Фиалковые глаза, длинные ночи, счастье... Алик, Альберт, ты не удержал мою Дашу. Не смог, не захотел, ошибся. Не Ваш ли он родственник, Маэстро, всегда ошибается... в главном.


Из бездны в бездну…
- Сказать теперь всё это или не сказать - большой разницы нет.
- Ты не права - Марина затушила сигарету и поднялась. Я смотрел на ее утомленное лицо, бесцветные губы и сине-фиалковые, те самые, как у брата. - Ты не права, но кто рассудит. Ты для Алика столько сделала, сколько все мы вместе взятые никогда не наберем. Я много бы могла тебе говорить, - она стояла и так мертво, так не отсюда смотрела, что мы с Дашей вздрогнули, - скажу только одно: уйди ты еще полгода назад, он бы умер, не знаю, как, но как-то. Теперь...

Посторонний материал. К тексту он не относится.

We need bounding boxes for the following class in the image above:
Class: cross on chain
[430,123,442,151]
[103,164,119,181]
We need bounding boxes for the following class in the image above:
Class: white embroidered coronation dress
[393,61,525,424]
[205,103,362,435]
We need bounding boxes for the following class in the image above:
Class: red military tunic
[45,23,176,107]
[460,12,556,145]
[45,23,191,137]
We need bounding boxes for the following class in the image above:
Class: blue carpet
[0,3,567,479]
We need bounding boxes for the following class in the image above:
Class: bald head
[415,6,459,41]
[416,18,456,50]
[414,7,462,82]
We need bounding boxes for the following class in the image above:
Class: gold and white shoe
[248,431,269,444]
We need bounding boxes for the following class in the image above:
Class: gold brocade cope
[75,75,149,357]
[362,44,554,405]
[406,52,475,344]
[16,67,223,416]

- Только не надо насчет миссии...
- Я знаю, что ты делала это для себя. Альбертик считает меня дурой, может, так оно и есть, но вот что я тебе скажу: я, когда с мужем разошлась, думала - ничего. Больно, конечно, но ничего. Женился на своей аспирантке... Время ушло... Я всю жизнь кого-то вытягивала, сначала всё маму с папой мирила, потом Алика мирила с жизнью... потом  его, любимого, мужа моего... потом, когда поняла, что все сломалось, начала дочку тянуть... Но никому добра я не делала, никому... Но скажи мне тогда кто-нибудь, что все мои заботы только мучают, угнетают, в тягость... Не то, чтобы не поверила, не дослушала бы даже, понимаешь? - Марина откинула волосы со лба и закусила большой палец. Пошла к окну, задернула занавеску, пошла к двери, вернулась, села, взяла сигарету и снова убрала ее в пачку - Я тебя не понимала сначала. - И надолго умолкла.
Даша поймала себя на том, что считает тиканье настенных часов. Не бой, просто тиканье. Удобный счет - без конца и начала... без цели... без времени.

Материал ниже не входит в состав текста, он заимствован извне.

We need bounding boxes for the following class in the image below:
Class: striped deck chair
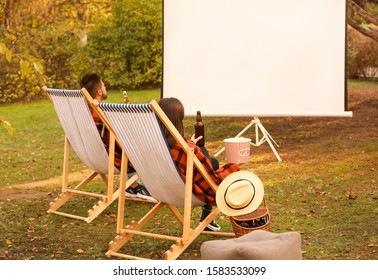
[86,93,235,260]
[42,86,138,223]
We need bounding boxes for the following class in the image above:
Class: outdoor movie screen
[162,0,352,117]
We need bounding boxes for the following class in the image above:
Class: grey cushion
[200,230,302,260]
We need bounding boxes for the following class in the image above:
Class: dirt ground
[0,170,92,202]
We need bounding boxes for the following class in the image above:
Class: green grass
[347,79,378,89]
[0,81,377,260]
[1,101,66,185]
[106,88,161,104]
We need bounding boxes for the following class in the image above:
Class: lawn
[0,81,377,260]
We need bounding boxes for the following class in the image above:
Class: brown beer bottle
[194,111,205,146]
[123,90,130,104]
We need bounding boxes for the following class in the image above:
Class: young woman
[158,97,239,231]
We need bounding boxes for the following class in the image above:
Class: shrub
[75,0,162,90]
[0,59,45,104]
[347,27,378,80]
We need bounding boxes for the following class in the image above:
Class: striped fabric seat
[48,89,112,174]
[98,102,202,207]
[43,87,126,223]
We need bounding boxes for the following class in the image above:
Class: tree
[82,0,162,89]
[0,0,44,78]
[0,0,114,103]
[348,0,378,42]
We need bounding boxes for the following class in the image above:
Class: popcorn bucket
[223,137,251,164]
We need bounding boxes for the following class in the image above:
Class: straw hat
[216,171,264,217]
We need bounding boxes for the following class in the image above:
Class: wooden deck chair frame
[42,86,139,223]
[85,93,235,260]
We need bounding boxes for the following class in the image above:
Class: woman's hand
[190,134,203,144]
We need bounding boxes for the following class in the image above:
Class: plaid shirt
[170,140,239,205]
[90,107,134,172]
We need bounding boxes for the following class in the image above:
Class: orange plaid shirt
[90,107,134,172]
[170,140,239,205]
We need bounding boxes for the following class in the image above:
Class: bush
[347,27,378,80]
[0,60,45,104]
[75,0,162,90]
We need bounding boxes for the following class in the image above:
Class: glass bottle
[194,111,205,146]
[123,90,130,104]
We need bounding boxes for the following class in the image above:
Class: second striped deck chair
[43,87,138,223]
[86,94,235,260]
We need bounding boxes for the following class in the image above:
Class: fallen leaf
[6,239,12,245]
[368,244,378,247]
[76,248,84,253]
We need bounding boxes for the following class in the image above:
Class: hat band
[224,179,255,210]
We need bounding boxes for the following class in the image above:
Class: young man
[79,73,151,199]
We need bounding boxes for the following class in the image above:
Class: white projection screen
[162,0,352,117]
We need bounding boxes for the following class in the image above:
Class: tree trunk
[4,0,11,29]
[348,0,378,42]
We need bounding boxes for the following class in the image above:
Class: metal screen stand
[214,117,282,162]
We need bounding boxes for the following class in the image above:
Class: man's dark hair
[79,73,102,98]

- А теперь? - просто нужно было что-то сказать. Даша чувствовала, как плывет по кухне истерика, ощупывая стены и потолок, окно, холодильник, стол, женщин за столом, их руки, губы, голос и то, что внутри, без названия. Они заплачут о разном, об одном.  Марина?  О том, что... человек, которого она считала частью себя, предпочел другую... часть. Или это слишком уж просто?
- Я помню твой взгляд, - Марина отняла руки от лица и почти улыбнулась, - когда я спросила тебя “Зачем? Зачем ты, молодая, красивая, тратишь жизнь на... ”
- ... больного, немощного идиота...
- Я помню твой взгляд.
- И что же? - Даша дотронулась до меня слегка неловко, и я застрял между отворотами ее халата.
- Ты посмотрела на меня, как на инопланетянку, как на сумасшедшую, правда. А мне реакция твоя сумасшедшей показалась. И вообще... все то, что ты делала. Я не могла понять, за-чем?
Я почувствовал, как сжалось мое любимое сердце, Дашино сердце. Если бы опять - в фиалки! Утонуть в фиалках, замереть там, расплавиться и замерзнуть... считать, что любить... вот бы... “А не выйдет,” - сжалось мое любимое сердце.
- Я не любила его. Верила, что люблю, но не любила.
- А я думала, что не любила, а люблю… - У Марины обычно громкий и ясный голос. Обычно, не сейчас... - Альбертик всегда презирал моего муженька. И всегда умел сказать так, что и ответить нечего, и молчать нельзя. Злобный, знаешь, братец.
- Я помню наш первый разговор, тогда, на даче у вас, помнишь?
- Помню. Он тогда только-только ушел. Я еще не знала об этой аспирантке. Просто думала: устали друг от друга, думала - он прав. Думала, он неудачник, и черт с ним.
- Ты тогда очень обидела Алика.
- Да. Но это я не Алику хотела сказать, а ему, понимаешь?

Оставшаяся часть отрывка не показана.